Publically Available Data



Entire Package

This package includes three folders:

Some matlab functions are provided to read the training data and annotation to the testing data;

This is the full training dataset.

This is the full testing dataset.

The full training and testing datasets used in Jun Xu et al's paper.

Jun Xu, Lei Xiang, Qingshan Liu, Hannah Gilmore, Jianzhong Wu, Jinghai Tang, and Anant Madabhushi,"Stacked Sparse Autoencoder (SSAE) for Nuclei Detection on Breast Cancer Histopathology Images", IEEE Trans. on Medical Imaging, 2015.

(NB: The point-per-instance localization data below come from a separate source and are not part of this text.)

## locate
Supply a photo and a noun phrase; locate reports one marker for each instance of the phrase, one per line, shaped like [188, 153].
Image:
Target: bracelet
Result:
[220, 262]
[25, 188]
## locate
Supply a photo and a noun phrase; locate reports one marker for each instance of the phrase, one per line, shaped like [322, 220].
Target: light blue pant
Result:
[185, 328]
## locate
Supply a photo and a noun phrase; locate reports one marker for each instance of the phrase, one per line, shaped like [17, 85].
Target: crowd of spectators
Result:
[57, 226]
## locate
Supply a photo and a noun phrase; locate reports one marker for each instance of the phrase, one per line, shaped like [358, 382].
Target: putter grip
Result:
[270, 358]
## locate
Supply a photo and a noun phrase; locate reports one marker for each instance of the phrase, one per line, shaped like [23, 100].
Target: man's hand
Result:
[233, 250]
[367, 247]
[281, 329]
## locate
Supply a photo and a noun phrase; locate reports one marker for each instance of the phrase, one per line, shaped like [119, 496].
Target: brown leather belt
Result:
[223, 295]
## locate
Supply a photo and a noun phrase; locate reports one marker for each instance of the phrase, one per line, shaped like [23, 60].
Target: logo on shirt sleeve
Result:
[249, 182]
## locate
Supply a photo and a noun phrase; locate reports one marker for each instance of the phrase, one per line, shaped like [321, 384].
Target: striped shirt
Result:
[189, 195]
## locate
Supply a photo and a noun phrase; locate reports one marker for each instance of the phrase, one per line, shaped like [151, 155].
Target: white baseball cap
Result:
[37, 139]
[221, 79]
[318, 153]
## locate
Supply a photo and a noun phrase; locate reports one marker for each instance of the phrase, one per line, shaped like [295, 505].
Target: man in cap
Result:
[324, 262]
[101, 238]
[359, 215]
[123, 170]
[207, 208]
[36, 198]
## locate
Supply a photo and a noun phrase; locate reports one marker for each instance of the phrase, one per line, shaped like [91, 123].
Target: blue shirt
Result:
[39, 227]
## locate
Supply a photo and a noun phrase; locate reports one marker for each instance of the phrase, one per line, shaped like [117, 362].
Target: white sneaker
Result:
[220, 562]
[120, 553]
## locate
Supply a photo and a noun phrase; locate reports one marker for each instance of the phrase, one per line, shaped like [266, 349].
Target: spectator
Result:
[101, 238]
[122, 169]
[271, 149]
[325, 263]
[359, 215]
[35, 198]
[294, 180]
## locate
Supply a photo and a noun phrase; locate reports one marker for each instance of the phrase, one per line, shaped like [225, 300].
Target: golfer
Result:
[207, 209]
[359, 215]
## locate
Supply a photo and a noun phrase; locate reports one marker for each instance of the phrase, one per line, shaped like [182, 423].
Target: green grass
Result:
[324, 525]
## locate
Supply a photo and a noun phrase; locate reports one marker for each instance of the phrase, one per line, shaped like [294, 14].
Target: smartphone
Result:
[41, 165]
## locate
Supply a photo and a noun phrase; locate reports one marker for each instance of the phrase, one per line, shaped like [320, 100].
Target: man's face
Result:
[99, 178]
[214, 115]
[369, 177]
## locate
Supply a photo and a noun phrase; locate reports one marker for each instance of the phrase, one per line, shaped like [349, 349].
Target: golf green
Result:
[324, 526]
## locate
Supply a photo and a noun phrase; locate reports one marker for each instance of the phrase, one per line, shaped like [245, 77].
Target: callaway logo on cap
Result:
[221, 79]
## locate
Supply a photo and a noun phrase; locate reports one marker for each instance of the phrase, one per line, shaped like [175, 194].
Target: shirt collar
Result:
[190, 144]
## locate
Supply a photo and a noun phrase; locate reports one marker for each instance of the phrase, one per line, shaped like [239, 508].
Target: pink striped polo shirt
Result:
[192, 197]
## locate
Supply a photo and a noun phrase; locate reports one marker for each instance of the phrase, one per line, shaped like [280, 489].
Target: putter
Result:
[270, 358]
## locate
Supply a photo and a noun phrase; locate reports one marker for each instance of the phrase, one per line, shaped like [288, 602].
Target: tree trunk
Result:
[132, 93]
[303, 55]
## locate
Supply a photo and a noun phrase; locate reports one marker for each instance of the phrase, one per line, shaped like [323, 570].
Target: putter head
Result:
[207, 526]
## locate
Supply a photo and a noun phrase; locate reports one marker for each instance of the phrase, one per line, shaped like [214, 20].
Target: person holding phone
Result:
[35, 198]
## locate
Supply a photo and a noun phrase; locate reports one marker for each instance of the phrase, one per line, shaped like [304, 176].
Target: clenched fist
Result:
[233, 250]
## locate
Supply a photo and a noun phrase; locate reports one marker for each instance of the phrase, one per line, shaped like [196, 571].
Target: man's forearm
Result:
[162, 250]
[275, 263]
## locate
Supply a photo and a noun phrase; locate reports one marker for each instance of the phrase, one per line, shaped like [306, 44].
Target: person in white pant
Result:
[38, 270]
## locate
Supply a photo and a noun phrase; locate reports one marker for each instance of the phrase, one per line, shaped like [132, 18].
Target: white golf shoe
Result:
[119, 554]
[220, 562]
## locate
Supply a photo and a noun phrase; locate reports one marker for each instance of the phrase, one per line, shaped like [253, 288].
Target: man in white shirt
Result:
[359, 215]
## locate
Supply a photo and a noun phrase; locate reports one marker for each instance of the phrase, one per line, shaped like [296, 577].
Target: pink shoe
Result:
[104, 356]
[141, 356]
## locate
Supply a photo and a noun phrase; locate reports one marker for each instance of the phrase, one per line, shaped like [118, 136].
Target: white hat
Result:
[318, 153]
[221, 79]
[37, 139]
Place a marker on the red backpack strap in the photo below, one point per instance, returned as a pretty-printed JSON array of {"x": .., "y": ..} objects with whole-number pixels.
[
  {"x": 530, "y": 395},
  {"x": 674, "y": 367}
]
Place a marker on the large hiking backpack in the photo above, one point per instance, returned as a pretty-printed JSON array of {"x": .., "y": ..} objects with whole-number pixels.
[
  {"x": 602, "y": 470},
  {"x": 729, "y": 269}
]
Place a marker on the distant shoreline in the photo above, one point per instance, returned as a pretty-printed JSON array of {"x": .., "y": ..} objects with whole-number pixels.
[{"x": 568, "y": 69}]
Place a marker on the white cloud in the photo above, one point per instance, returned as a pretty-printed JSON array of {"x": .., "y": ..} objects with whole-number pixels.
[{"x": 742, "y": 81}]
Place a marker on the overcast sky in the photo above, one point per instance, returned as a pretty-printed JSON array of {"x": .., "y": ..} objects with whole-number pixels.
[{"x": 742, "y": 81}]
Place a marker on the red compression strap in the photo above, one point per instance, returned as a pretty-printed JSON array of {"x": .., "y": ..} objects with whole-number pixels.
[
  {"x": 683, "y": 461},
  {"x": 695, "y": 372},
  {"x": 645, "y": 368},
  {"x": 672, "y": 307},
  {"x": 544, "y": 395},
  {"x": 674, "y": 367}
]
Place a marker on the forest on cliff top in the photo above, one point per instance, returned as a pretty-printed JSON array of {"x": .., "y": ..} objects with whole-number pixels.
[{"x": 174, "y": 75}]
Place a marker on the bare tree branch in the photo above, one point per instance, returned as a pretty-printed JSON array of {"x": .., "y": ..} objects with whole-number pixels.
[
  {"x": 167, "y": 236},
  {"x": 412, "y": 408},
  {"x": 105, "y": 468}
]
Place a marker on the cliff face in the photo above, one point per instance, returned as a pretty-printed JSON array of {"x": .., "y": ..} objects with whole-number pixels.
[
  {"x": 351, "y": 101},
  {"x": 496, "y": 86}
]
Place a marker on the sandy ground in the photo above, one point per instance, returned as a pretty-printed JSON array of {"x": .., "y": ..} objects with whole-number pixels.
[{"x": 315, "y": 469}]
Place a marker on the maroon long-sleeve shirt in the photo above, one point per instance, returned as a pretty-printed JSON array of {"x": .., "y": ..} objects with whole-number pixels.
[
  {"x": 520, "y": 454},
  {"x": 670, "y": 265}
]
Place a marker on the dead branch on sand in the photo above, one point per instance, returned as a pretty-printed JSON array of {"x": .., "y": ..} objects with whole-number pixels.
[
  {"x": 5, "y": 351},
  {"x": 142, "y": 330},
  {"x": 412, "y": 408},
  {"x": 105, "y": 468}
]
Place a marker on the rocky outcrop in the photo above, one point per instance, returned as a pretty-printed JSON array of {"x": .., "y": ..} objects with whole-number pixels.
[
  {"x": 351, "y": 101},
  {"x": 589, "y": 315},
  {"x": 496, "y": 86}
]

If there is any question on the dataset, please send email to Dr. Jun Xu:

Training Data
The training data includes 14421 nuclear and 28032 non-nuclear patches which are saved as a mat file: training.mat
The function load_training_data.m is used to load the training data.

Testing Data
There are 516 testing data in this dataset.The size of each testing image is 2200*2200 pixels. In each image, a Region of Interest (ROI) of 400*400 pixels is chosen for validation.

Each study contains 3 files:
(1)*.tif:         the primary histological image;
(2)*_block.tif:   the square ROI from the primary histological image;
(3)*_cell.tif:    annotated nuclear centers within the square ROI;

Matlab functions
The matlab function was provided for reading the coordinates of the four corners of the square ROI (left_up, right_up, left_down, right_dpwn) as well as the annotated coordinates of nuclear centers within the ROI in each image.
The matlab functions are:
Main_function.m and block_dots.m which are used to obtain the coordinates of the ROI and nuclei in each histological image. Here (1)block means the coordinates of four corners of the ROI (left_up, right_up, left_down, right_dpwn), (2)dots means the coordinates of all nuclear centers within the ROI, which is a matrix of N*2, and N is the number of cells.